Estrella planned to abort Maria, but she hadn’t planned on seeing 400 faithful praying the rosary with Bishops Conway and Raymond Goedert. Nor had Estrella planned on the life-size image of Our Lady of Guadalupe, which stopped her in her tracks, and of whom her boyfriend Jose later said, “When I saw Our Lady, I knew what we were about to do was wrong.”
Speaking only Spanish, Estrella and Jose were counseled by Linda, one of the Helpers’ Spanish speaking counselors. Estrella and her boyfriend listened closely, and changed their minds about aborting their baby. With Linda’s ongoing support and encouragement, they were married in the Church and have since had two more children. Bishop Conway was there that day, leading, supporting and praying, because he was a true friend of the unborn.
Bishop Conway Meets Baby Maria
On June 10, 2000, while celebrating Mass for the Helpers at St. Cornelius, Bishop Conway again saw Estrella and Jose, this time with their newborn daughter, Maria. The Bishop gave a special blessing to the family; he was thrilled to be holding a baby that was saved from abortion at a prayer vigil at which he was personally present.
Following the Mass and blessing of Maria, Bishop Conway processed to the abortion mill with five hundred faithful as the temperature climbed into the nineties. He led the prayer and singing, and expressed concern for those for whom the heat might be bothersome. He also expressed delight that while he was praying with the faithful, the Helpers’ sidewalk counselors had saved two more babies from abortion.
Bishop Conway returned to St. Cornelius and Albany late-term abortion center a year later, in June of 2001, this time accompanied by seven hundred faithful. More unborn children were saved that day, and Bishop Conway, successor to the apostles, played an important role in those victories, although he would never have thought so himself. One always found him quiet, humble and gentlemanly — a man who well knew who he was and “Whose” he was.
Celia Ramirez, director of music for the Helpers’ vigils at the abortion clinics said of Bishop Conway, “I admired him; his enthusiasm was contagious. You could tell he loved the singing and the prayers and he inspired everyone around him. I just loved singing with him. You couldn’t help but love him.”
When the Helpers held a dinner at Monastero’s Restaurant on Chicago’s northwest side, honoring our volunteers and the Helpers founder, Monsignor Philip Reilly from Brooklyn, NY, Bishop Conway attended with warm words of encouragement. His presence made us feel special and stronger, and increased our zeal to continue “fighting the good fight.”

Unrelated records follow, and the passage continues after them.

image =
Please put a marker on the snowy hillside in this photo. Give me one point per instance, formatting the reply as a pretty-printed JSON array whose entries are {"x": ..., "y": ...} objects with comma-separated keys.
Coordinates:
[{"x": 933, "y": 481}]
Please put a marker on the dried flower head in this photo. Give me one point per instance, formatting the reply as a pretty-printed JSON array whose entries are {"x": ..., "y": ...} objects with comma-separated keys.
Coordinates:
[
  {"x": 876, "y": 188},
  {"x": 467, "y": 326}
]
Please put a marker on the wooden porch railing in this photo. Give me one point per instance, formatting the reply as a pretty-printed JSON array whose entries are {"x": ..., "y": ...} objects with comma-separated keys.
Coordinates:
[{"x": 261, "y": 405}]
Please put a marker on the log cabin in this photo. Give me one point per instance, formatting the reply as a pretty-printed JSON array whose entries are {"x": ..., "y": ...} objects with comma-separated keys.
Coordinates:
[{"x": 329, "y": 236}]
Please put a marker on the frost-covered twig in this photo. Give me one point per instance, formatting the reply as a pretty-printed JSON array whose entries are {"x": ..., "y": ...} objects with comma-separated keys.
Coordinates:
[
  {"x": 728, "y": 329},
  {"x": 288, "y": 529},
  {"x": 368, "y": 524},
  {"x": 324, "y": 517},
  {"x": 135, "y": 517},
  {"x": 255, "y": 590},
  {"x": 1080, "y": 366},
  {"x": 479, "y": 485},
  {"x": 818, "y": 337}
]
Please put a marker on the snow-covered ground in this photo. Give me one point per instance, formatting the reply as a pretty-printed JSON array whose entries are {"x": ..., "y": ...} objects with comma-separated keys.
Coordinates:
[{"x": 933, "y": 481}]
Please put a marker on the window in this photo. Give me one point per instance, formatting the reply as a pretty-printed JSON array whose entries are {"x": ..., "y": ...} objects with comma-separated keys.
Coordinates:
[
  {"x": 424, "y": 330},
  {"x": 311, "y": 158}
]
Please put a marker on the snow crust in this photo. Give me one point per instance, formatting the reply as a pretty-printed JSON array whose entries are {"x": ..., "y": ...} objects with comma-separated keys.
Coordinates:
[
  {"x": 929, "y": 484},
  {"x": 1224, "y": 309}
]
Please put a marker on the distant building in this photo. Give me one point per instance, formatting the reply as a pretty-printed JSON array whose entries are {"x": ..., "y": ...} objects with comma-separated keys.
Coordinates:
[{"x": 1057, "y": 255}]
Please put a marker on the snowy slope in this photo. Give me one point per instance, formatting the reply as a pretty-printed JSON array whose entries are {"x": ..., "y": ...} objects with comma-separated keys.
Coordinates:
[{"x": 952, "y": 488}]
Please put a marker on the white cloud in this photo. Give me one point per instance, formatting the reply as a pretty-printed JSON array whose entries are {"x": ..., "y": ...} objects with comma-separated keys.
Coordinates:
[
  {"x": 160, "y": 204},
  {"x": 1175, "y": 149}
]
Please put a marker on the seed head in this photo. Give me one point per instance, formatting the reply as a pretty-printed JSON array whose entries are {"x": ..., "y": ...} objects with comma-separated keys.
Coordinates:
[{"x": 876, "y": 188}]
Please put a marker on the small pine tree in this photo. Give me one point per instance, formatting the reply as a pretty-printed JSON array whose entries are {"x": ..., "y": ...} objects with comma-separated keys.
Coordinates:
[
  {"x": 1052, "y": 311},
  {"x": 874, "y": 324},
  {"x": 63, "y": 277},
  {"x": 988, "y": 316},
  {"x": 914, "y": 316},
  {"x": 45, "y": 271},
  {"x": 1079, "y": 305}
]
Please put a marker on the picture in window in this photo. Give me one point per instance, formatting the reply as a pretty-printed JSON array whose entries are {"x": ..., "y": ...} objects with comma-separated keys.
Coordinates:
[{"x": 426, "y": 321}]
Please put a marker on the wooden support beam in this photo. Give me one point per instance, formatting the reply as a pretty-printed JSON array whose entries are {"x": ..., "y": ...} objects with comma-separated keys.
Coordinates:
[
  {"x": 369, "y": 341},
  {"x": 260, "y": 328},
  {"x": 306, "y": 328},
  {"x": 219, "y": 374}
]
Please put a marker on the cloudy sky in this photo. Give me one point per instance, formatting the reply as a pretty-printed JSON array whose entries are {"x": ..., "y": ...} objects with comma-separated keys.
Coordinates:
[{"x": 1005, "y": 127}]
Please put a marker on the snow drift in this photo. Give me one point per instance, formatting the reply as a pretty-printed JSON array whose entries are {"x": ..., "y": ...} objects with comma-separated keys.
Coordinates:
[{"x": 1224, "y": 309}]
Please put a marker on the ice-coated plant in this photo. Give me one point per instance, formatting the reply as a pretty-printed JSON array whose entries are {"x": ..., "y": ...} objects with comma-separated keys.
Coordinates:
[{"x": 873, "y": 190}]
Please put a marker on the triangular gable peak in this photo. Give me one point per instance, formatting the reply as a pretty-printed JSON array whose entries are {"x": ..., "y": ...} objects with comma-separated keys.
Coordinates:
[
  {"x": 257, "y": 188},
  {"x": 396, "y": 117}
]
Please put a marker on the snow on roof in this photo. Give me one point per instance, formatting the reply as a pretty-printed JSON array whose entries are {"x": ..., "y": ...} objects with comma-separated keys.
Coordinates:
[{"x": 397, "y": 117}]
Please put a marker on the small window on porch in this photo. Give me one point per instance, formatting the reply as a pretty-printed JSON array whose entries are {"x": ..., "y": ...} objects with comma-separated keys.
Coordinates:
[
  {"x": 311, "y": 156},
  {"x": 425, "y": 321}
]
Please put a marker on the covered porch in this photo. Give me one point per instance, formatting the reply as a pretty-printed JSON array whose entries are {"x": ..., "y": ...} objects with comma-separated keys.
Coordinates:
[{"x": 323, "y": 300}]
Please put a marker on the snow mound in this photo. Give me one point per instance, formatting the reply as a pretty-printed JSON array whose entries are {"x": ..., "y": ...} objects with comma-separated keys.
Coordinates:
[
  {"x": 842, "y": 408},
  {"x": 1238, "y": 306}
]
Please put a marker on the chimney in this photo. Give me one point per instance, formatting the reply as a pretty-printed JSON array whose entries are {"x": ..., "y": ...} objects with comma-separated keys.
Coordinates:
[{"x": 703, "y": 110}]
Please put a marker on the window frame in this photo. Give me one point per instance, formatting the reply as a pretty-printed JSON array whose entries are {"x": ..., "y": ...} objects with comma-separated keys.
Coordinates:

Good Shepherd Even in Illness
The Helpers were saddened when Bishop Conway was diagnosed with cancer, and asked for prayers for him in The Vineyard. But even as he grew weaker, Bishop Conway was there for his Lord and his flock.
Father Bob Goedert, O.P., a frequent homilist at Helpers’ Masses which his brother, Bishop Raymond Goedert celebrates, said, “The last time I saw Bishop Conway was the Feast of Corpus Christi. Ill as he was, he still put himself out to celebrate the Mass and lead the outdoor Corpus Christi procession.”
The Helpers of God’s Precious Infants will miss Bishop Edwin Conway very much. We feel in our hearts, though, that when his hour came, those little ones who never made it to birth were there to lead, support and pray for him, because the least of our brothers knew that he was a true friend of the unborn.